Agarose Gel Electrophoresis of CA2(L203K)-N-LCTPSR recombinant plasmid and its identification by enzyme digestion (NdeⅠand Hind Ⅲ);

Lane M: DL15000 marker;
Lane 1: CA2(L203K)-N-LCTPSR recombinant plasmid;
Lane 2: Enzyme digestion band of CA2(L203K)-N-LCTPSR, the length was 834 bp (the arrow indicated)

Since the identification of CA2(L203K)-C-LCTPSR recombinant plasmid was not successful, the transformed recombinant plasmid was used to re-select monoclones.

No result was found by gel electrophoresis.

For the second time, E. coli BL21 was used for transformation, but no colonies were found.

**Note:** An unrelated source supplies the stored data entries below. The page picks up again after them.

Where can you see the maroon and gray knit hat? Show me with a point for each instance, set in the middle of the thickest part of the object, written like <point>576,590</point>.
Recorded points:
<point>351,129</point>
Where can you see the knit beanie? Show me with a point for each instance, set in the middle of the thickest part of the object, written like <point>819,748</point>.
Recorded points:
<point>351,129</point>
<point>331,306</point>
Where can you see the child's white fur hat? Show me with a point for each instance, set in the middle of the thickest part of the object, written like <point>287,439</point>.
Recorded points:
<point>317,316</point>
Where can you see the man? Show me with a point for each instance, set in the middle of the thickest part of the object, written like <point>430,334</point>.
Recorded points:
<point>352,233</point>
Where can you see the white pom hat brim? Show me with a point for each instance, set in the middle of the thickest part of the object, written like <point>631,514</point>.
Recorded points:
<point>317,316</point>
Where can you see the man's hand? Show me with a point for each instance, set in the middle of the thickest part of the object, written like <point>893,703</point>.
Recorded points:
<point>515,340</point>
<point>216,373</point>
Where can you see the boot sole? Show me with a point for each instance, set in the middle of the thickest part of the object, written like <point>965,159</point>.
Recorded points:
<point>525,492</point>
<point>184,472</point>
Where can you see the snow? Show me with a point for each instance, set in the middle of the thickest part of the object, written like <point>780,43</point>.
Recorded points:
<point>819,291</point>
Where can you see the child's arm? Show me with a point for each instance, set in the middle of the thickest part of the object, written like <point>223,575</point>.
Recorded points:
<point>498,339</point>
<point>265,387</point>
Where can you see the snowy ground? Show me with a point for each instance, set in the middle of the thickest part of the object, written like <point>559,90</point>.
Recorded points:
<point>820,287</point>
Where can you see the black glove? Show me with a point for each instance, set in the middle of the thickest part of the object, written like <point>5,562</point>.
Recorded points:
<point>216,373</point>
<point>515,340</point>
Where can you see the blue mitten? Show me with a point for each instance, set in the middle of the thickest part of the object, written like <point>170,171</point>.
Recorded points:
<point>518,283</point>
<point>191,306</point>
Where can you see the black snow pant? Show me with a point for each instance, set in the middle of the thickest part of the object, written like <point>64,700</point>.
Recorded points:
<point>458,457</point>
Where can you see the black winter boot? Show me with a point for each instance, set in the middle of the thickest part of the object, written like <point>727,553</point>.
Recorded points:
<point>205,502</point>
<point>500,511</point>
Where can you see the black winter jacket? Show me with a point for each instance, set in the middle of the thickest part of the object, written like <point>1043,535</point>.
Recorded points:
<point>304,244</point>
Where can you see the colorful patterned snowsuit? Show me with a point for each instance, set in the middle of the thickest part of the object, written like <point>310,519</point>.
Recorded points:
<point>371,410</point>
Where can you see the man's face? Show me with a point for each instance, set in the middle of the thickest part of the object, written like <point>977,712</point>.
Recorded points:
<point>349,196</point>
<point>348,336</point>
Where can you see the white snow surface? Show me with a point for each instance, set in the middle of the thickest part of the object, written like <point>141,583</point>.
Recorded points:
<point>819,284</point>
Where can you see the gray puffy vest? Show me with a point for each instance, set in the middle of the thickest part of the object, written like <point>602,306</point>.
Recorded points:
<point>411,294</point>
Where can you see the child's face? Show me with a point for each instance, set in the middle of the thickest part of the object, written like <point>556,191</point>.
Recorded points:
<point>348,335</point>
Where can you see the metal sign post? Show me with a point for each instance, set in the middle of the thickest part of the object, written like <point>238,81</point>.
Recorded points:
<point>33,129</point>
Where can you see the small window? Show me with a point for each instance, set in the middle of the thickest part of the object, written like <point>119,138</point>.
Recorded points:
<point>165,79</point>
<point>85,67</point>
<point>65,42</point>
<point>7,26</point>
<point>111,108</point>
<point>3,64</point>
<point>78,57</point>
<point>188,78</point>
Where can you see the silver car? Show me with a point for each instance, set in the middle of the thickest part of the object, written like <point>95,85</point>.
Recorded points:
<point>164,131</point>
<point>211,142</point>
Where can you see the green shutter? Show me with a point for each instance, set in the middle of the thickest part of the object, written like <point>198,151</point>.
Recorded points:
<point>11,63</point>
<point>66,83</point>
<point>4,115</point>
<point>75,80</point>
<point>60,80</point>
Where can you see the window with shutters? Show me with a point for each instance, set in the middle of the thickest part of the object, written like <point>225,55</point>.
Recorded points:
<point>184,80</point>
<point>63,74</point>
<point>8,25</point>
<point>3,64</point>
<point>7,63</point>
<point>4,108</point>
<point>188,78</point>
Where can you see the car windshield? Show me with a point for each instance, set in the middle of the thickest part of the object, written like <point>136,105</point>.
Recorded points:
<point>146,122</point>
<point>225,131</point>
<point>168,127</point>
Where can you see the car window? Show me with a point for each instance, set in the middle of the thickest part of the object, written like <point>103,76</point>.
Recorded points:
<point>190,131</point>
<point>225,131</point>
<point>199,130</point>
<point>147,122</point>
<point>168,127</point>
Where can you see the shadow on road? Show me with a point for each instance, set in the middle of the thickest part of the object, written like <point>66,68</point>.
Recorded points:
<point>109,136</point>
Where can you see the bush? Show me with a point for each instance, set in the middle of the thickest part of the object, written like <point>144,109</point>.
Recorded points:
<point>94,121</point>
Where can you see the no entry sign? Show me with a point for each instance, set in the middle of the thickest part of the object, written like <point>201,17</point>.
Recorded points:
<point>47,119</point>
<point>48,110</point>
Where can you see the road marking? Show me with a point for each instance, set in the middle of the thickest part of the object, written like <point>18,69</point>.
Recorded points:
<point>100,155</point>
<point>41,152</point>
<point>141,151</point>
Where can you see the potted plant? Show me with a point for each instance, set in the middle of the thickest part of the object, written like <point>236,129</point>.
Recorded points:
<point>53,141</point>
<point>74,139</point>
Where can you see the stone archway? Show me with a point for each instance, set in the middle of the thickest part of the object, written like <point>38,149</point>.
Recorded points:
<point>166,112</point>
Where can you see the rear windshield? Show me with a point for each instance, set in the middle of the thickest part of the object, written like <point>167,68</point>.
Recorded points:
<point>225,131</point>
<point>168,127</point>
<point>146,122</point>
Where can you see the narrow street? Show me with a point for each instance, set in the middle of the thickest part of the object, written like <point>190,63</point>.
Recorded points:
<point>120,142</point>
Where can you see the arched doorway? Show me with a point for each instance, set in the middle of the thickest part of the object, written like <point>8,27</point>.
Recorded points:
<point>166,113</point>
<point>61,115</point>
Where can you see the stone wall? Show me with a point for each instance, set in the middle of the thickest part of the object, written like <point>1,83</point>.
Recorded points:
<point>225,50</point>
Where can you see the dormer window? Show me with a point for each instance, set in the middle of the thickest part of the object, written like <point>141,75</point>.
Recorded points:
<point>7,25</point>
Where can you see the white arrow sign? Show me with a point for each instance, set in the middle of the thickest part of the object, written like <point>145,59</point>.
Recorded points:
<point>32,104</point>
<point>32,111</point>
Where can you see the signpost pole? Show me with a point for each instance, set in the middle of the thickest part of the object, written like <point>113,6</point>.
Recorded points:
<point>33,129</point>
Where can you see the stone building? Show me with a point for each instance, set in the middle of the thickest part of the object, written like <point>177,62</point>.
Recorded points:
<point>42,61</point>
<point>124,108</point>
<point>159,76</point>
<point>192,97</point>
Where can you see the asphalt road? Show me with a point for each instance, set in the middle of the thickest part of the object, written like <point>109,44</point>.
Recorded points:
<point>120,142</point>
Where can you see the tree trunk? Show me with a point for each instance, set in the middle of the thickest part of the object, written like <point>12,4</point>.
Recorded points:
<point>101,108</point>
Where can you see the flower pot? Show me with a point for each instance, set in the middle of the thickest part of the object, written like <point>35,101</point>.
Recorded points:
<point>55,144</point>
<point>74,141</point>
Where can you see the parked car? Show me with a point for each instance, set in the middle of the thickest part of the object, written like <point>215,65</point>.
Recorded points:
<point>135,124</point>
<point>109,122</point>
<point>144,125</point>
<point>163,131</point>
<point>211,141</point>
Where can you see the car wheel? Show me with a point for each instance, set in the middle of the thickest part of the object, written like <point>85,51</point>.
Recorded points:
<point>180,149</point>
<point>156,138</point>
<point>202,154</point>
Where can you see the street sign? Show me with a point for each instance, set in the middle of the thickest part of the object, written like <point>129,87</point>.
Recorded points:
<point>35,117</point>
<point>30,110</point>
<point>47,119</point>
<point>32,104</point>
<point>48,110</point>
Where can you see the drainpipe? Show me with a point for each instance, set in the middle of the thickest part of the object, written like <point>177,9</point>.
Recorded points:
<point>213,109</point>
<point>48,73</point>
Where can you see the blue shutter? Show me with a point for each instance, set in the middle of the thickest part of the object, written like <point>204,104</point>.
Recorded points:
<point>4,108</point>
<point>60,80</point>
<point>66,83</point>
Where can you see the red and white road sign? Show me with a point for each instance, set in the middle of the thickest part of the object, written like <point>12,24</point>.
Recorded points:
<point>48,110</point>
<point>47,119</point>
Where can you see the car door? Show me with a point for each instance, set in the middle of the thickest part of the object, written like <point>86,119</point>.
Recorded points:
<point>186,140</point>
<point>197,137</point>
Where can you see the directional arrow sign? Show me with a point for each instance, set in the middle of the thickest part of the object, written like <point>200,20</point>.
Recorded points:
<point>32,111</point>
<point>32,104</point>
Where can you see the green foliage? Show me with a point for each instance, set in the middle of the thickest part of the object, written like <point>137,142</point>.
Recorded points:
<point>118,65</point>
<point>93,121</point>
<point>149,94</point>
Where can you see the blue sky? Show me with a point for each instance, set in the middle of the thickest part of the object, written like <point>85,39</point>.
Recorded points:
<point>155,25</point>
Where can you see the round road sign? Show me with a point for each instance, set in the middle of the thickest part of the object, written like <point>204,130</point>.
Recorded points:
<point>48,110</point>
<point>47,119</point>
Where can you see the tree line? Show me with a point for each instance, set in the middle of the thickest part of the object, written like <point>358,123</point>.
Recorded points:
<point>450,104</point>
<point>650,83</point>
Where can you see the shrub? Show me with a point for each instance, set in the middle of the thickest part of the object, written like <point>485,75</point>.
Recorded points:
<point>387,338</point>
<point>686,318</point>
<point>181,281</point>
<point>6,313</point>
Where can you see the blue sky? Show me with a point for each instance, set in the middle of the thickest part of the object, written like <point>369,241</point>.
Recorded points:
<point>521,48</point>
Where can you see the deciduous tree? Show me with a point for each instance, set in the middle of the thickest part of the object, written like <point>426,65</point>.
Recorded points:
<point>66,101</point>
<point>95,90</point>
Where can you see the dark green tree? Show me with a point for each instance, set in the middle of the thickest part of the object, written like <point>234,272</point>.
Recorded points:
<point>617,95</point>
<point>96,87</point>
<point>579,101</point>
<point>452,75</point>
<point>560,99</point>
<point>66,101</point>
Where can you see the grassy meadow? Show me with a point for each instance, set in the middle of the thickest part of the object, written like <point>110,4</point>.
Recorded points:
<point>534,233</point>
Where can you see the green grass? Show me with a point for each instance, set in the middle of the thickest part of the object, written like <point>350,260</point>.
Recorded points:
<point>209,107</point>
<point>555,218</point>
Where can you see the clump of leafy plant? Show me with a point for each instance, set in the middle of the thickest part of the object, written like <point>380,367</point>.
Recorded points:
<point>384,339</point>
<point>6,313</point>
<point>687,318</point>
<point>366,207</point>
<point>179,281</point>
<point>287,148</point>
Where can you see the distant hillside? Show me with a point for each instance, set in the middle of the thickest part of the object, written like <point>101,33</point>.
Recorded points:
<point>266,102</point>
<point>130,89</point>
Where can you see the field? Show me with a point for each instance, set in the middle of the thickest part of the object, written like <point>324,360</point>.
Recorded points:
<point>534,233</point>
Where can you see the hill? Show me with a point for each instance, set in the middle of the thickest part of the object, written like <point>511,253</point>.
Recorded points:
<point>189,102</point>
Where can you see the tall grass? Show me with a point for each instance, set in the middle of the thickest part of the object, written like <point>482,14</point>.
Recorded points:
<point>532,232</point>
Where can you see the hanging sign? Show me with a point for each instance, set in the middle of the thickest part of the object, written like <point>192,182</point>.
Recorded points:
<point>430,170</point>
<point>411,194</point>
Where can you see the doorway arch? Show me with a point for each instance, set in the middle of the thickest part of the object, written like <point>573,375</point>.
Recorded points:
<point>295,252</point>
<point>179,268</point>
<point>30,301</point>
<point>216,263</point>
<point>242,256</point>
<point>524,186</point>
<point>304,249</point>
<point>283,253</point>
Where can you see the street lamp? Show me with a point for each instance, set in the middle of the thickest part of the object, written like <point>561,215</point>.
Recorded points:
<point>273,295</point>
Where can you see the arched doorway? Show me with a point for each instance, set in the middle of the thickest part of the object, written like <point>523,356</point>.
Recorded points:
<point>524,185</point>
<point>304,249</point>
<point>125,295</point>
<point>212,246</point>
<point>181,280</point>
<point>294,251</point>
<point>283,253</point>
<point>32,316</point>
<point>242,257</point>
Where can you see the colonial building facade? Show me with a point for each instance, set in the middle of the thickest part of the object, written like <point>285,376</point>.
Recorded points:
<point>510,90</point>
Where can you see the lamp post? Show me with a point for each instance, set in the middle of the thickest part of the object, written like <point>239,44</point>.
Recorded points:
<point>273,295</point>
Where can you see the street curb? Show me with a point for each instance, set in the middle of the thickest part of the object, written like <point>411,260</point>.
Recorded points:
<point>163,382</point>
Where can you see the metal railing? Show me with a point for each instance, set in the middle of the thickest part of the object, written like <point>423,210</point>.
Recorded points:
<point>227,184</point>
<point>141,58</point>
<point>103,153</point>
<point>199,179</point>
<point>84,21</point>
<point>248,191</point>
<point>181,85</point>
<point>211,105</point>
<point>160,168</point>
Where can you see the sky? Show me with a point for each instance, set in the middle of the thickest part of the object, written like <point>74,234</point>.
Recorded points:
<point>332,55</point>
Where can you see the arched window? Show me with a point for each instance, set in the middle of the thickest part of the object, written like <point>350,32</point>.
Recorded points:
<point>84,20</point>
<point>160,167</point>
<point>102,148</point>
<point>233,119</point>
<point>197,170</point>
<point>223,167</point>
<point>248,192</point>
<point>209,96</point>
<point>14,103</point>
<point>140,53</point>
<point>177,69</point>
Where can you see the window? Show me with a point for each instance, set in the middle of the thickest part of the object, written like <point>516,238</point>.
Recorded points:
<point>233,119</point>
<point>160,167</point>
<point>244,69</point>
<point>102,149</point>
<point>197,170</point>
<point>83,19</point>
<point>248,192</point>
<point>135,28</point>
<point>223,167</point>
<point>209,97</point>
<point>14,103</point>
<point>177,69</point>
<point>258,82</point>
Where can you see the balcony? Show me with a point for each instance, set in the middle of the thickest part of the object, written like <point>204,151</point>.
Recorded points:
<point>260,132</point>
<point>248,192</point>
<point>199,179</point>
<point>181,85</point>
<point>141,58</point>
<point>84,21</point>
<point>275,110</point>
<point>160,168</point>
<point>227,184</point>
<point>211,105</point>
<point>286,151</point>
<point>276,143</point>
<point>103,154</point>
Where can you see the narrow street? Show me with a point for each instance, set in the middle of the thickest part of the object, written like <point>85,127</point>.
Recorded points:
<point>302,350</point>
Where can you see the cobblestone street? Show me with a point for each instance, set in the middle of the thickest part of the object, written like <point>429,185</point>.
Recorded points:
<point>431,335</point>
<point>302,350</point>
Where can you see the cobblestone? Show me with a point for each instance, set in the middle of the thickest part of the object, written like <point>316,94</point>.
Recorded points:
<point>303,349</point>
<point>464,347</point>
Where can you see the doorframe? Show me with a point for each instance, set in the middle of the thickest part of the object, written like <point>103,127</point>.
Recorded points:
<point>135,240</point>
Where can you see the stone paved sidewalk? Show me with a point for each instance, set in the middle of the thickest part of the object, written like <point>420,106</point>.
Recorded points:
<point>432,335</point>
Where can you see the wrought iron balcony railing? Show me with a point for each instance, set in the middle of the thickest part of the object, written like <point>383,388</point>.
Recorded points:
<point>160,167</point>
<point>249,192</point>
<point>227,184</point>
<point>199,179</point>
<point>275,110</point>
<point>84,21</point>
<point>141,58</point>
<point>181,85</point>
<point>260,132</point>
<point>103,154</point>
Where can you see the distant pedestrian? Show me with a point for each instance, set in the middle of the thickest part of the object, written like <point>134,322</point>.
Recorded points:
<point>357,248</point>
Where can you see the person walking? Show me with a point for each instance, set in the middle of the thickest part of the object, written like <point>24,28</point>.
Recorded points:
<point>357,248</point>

Start the third construction of CA2(L203K)-C-LCTPSR recombinant plasmid ;
Double digestion connection and transformation.

Connecting System（15μL）

reagent	volume
T4 connective buffer	1.5μL
Empty load after enzyme digestion[pET-30a(+)]	6μL
CA2(L203K)-C-LCTPSR recombinant plasmid after enzyme digestion	2μL
T4 DNA liganse	1.5μL
ddH2O	4μL

Pick monoclone;
Redo CA2(L203K)-C-LCTPSR gene fragments in order to avoid further failure;

pET-30a(+) Enzyme Digestion System(30μL)

reagent	volume
NedⅠ	1.2μL
Hind Ⅲ	1.2μL
NEB Buffer 2.1	3μL
pET-30a(+)	1.5μg
ddH2O	4.6μL

Gel recovery；1％agarose gel;30mL；

Identifying gel ;1％agarose gel;20mL;

reagent	volume
DL15000	2μL
CA2(L203K)-C-LCTPSR	2μL
CA2(L203K)-N-LCTPSR	2μL
pET-30a(+)	2μL

Identification results of double digestion

①:CA2(L203K)-N-LCTPSR target gene fragment
②:CA2(L203K)-C-LCTPSR target gene fragment
③:Empty plasmid after the enzyme digestion

CA2(L203K)-C-LCTPSR recombinant plasmid was identified by agarose gel electrophoresis.

①②③ are CA2(L203K)-C-LCTPSR recombinant plasmid(the arrow indicated)
superhelix occurred in plasmid ②
The identificiation of CA2(L203K)-C-LCTPSR recombinant plasmid by restriction enzyme digestion.

Enzyme digestion system

Ingredient	Dosage
NedⅠ	1.2μL
Hind Ⅲ	1.2μL
NEB Buffer 2.1	3μL
C1/C2/C4	5μL
ddH2O	9.6μL

Agarose gel electrophoresis of CA2(L203K)-C-LCTPSR recombinant plasmid and its identification by enzyme digestion (NedⅠand Hind Ⅲ);

Lane M: DL15000 marker; Lane 1: CA2(L203K)-C-LCTPSR recombinant plasmid; Lane 2: Enzyme digestion band of CA2(L203K)-C-LCTPSR,the length was 834 bp (the arrow indicated).

Sequencing results：
CA2(L203K)-N-LCTPSR and CA2(L203K)-C-LCTPSR gene sequencing is correct

This week,IPTG was used to include CA2(L203k)-N-LCTPSR and CA2(L203K)-C-LCTPSR expression in recombinant E.coli BL21 (DE3)and SDS-PAGE and Western Blot were used to identify the proteins. At the same time, experiments were carried out in cooperation with Ocean University of China.

Pick monoclones
[pET-30a(+)-CA2(L203K)-C-LCTPSR(E.coli BL21) and pET-30a(+)-CA2(L203K)-N-LCTPSR(E.coli BL21)];(4mL non-resistant LB medium and 4 μ L kanamycin);
Expand culture (enrich bacterial solution).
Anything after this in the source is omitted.